DTI, BoC officials, big steelmakers in hot water
Credit to Author: The Manila Times| Date: Thu, 12 Sep 2019 16:13:58 +0000
Top officials of the Department of Trade and Industry (DTI) and the Bureau of Product Standard are allegedly engineering a cover-up designed to protect large steelmakers in the Philippines, whose products have been compromising the safety standards in the country, thus endangering the lives of those living in high-rise buildings and infrastructure projects.
The well-funded “squid tactics” operation is being spearheaded by a leading steelmaker, whose top official used to be an undersecretary at the DTI. This operation works by creating a media smokescreen to cover the dangers of replacing micro-alloyed steel bars with quenched-tempered (QT) rebars without the knowledge of the building contractors, developers and end-users. These rebars are still being sold by this steelmaker to build high-rise commercial buildings and residential condominiums in key business districts.
Because the Philippines is situated in the Pacific Ring of Fire, certain types of steel materials are not recommended for use in high-rise buildings. Substandard construction materials, particularly rebars, would not withstand a magnitude-7.2 earthquake.
QT steel is made by spraying cold water on a red-hot steel bar. In this process, the steel’s metallurgy is altered. The outer core becomes very strong and brittle, but is also relatively very thin — about 1 or 2 millimeter in thickness. The thin outer layer, which is brittle, can be easily damaged during an earthquake and can therefore cost lives.
Three months ago, government investigators in Pampanga unveiled security footage taken at the height of a magnitude-6.1 earthquake. The footage showed supporting beams “exploding” inside the four-story Chuzon supermarket in Porac. The quake, which killed 18 people and injured 282 others, caused the building’s steel and concrete foundations to crumble within seven seconds, giving victims inside the supermarket no chance to escape.
Found by probers at the Chuzon site were QT steel bars with telltale markings of the leading steelmaker.
In China and Taiwan, QT steel bars were banned after government testers decided that QT steel were only strong on the outer layer because of the quenching process. Despite these alarming findings, the DTI has been looking the other way, while the big steel manufacturer continues to misdeclare the true grades, sizes, lengths, weights and pieces of steel billets it imports from all over the world. The steel rebars made from these billets are also misdeclared as Grade 60 or the standard steel grade used for high-rise constructions and major infrastructure.
Last week, a cabal of corrupt officials of the DTI, the Bureau of Customs (BoC), along with top officers of this big steel manufacturer were thrown into panic when the Presidential Anti-Corruption
Commission (PACC) confirmed that it was investigating allegations of corruption between big steel manufacturers and the BoC that has been depriving the government of billions of pesos in tax revenues, including penalties for improper import declarations.

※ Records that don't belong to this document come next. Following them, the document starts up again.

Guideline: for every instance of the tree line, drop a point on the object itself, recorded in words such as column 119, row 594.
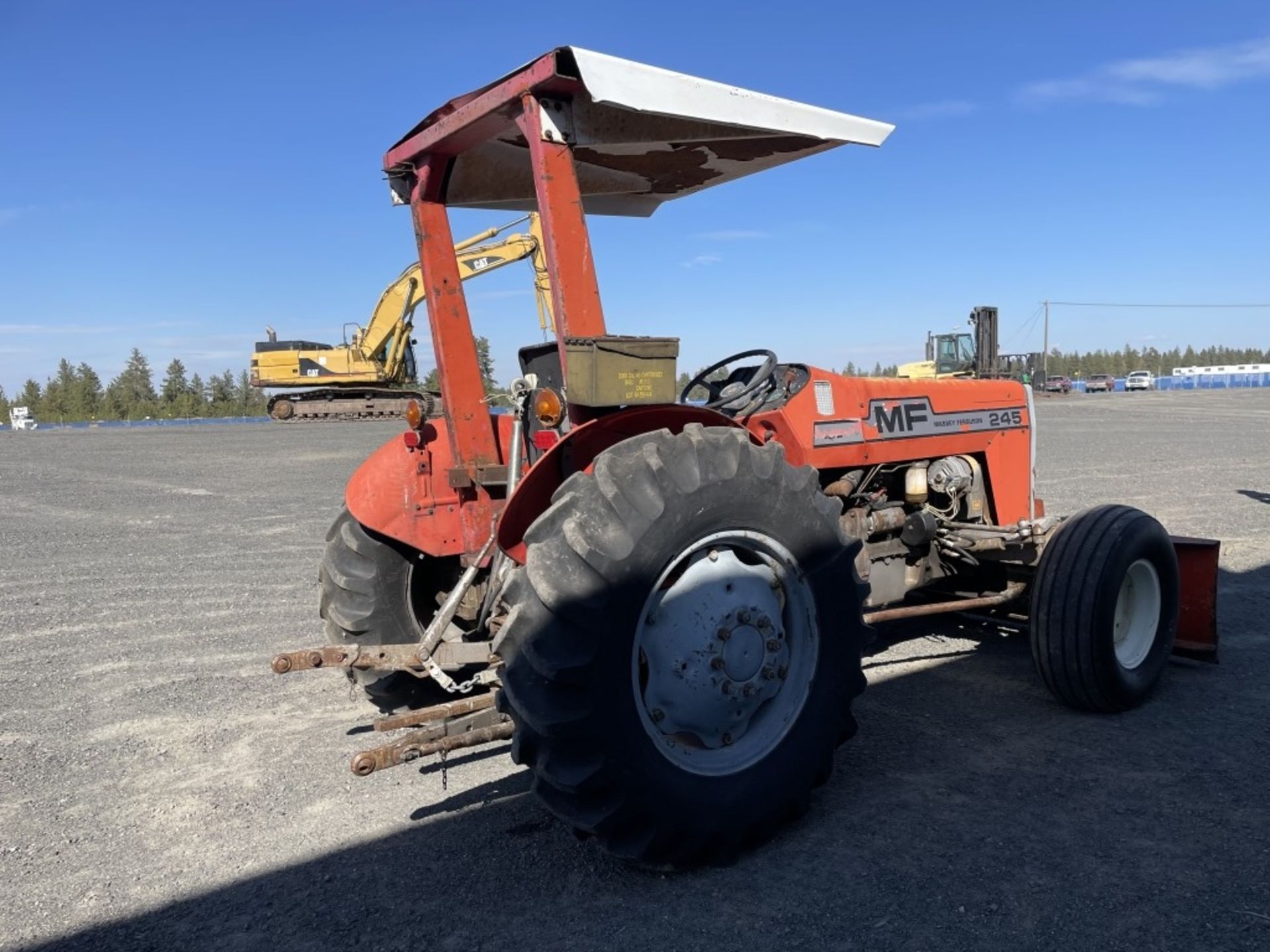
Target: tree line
column 1123, row 362
column 77, row 394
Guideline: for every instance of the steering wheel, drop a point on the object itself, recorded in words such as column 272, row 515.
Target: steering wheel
column 715, row 389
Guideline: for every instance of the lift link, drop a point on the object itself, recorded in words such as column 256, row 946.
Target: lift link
column 386, row 658
column 484, row 727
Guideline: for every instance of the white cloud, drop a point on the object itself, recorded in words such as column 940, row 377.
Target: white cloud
column 1143, row 81
column 940, row 110
column 733, row 235
column 702, row 260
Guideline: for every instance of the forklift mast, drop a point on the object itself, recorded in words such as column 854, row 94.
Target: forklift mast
column 984, row 321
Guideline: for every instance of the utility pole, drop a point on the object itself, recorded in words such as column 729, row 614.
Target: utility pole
column 1044, row 357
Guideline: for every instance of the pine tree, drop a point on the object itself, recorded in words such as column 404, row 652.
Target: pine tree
column 132, row 393
column 31, row 397
column 222, row 393
column 175, row 383
column 251, row 397
column 487, row 366
column 88, row 394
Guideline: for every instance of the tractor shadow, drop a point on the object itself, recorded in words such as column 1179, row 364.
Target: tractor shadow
column 970, row 810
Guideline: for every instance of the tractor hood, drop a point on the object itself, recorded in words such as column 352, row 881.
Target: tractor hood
column 640, row 135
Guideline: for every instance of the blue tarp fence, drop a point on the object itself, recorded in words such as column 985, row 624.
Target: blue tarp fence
column 1199, row 381
column 127, row 424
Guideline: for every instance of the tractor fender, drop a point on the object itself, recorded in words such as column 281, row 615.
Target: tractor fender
column 577, row 451
column 404, row 493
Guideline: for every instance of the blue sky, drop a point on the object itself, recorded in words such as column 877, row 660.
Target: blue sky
column 175, row 177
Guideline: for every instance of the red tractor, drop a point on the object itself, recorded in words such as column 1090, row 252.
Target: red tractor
column 663, row 603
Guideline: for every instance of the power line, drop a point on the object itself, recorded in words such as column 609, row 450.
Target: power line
column 1027, row 325
column 1103, row 303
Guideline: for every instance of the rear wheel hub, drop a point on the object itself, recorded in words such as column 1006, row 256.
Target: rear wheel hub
column 724, row 653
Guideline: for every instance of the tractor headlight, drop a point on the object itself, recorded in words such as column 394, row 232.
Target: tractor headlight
column 548, row 408
column 413, row 414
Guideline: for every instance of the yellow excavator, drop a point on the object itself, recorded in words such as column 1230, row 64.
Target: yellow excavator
column 374, row 372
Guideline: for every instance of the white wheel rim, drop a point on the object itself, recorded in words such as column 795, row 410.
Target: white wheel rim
column 1137, row 615
column 726, row 651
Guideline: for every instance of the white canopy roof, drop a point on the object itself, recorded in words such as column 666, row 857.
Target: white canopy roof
column 644, row 135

PACC Chairman Dante Jimenez bared that his office had unearthed data that shows large-scale “technical smuggling” had been taking place in the past ten years as a result of alleged collusion between BoC officials and large steelmakers. Jimenez acknowledged that the case involves steelmakers clearing their products at the Customs point of entry, notwithstanding discrepancies in the documents submitted for these items.
The PACC suspects that big steel importers, in collusion with BoC officials, had been manipulating the Harmonized System universal codes for export and import goods. Specifically, the steelmakers have been describing the imports of cast and prime steel billets used for steel manufacturing as Grade 60 when in fact the orders under the same code are a mix of Grade 40 (5 sp) and Grade 33 (3 sp). This also allows the steelmakers to allegedly misdeclare the imported billets at a lower value.